The two DHS-related shootings prompted a coalition of progressive and civil rights groups, including Indivisible and the American Civil Liberties Union, to plan more than 1,000 events under the banner “ICE Out For Good” on Saturday and Sunday. The rallies have ⁠been scheduled to end before nightfall to minimize the potential for violence.
In Philadelphia, protesters chanted “ICE has got to go” and “No fascist USA,” as they marched from City Hall to a rally outside a federal detention facility, according to ‌the local ABC affiliate. In Manhattan, several hundred people carried anti-ICE signs as they walked past an immigration ‍court where agents have arrested migrants following their hearings.
“We demand justice for Renee, ICE ‍out of our communities, and action from our elected leaders. Enough is enough,” said Leah Greenberg, co-executive director of Indivisible.

DEMONSTRATIONS MOSTLY PEACEFUL

Minnesota became a major flashpoint in ‍the administration’s efforts to deport millions of immigrants months before the Good shooting, with Trump criticizing its Democratic leaders amid a massive welfare fraud scandal involving some members of the large Somali-American community there.
Minneapolis Mayor Jacob Frey, a Democrat who has been critical of immigration agents and the shooting, told a press conference earlier on Saturday that the demonstrations have remained mostly peaceful and that anyone damaging property or engaging in unlawful activity would be arrested by police.
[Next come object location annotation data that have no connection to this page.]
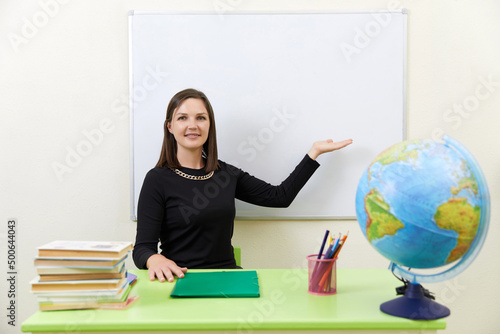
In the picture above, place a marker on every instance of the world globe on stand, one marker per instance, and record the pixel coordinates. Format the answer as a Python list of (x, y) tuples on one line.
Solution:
[(424, 204)]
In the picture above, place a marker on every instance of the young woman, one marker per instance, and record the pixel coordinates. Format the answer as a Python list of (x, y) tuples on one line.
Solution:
[(187, 200)]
“We will not counter Donald Trump’s chaos with our own brand of chaos,” Frey said. “He wants us to take the bait.”
More ​than 200 law enforcement officers were deployed Friday night to control protests that led to $6,000 in damage at the Depot Renaissance Hotel and failed attempts by some demonstrators to enter the Hilton Canopy Hotel, believed to house ICE agents, the City of Minneapolis said in a statement.
Police ⁠Chief Brian O’Hara said some in the crowd scrawled graffiti and damaged windows at the Depot Renaissance Hotel. He said the gathering at the Hilton Canopy Hotel began as a “noise protest” but escalated as more than 1,000 demonstrators converged on the site, leading to 29 arrests.
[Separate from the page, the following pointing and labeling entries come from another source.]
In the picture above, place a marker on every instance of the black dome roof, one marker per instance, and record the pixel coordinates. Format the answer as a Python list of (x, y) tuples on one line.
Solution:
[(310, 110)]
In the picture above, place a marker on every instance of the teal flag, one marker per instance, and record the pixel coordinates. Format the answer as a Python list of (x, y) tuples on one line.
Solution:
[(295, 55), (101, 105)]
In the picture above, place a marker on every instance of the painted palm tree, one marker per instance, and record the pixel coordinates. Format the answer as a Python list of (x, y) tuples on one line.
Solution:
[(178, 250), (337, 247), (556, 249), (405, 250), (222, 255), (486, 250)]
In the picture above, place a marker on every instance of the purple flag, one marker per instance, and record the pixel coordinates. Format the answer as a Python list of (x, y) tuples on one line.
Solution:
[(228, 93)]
“We initiated a plan and took our time to de-escalate the situation, issued multiple warnings, declaring an unlawful assembly, and ultimately then began to move in and disperse the crowd,” O’Hara said.

HOUSE REPRESENTATIVES TURNED AWAY FROM ICE FACILITY
Three Minnesota congressional Democrats showed up at a regional ICE headquarters near Minneapolis on Saturday morning, where protesters have clashed with federal agents this week, but were denied access. Legislators called the denial illegal.
“We made it clear to ICE and DHS that they were violating federal law,” US Representative Angie Craig told reporters as she stood outside the Whipple Federal Building in St. Paul with Representatives Kelly Morrison and Ilhan Omar.
Federal law prohibits DHS from blocking members of Congress from entering ICE detention sites, but DHS has increasingly restricted such oversight visits, prompting confrontations with Democratic lawmakers.
“It is our job as members of Congress to make sure those detained are treated with humanity, because we are the damn United States of America,” Craig said.
Referencing the damage and protests at Minneapolis hotels overnight, DHS spokesperson Tricia McLaughlin said the congressional Democrats were denied entry to ensure “the safety of detainees and staff, and in compliance with the agency’s mandate.” She said DHS policies require members of Congress to notify ICE ‌at least seven days in advance of facility visits.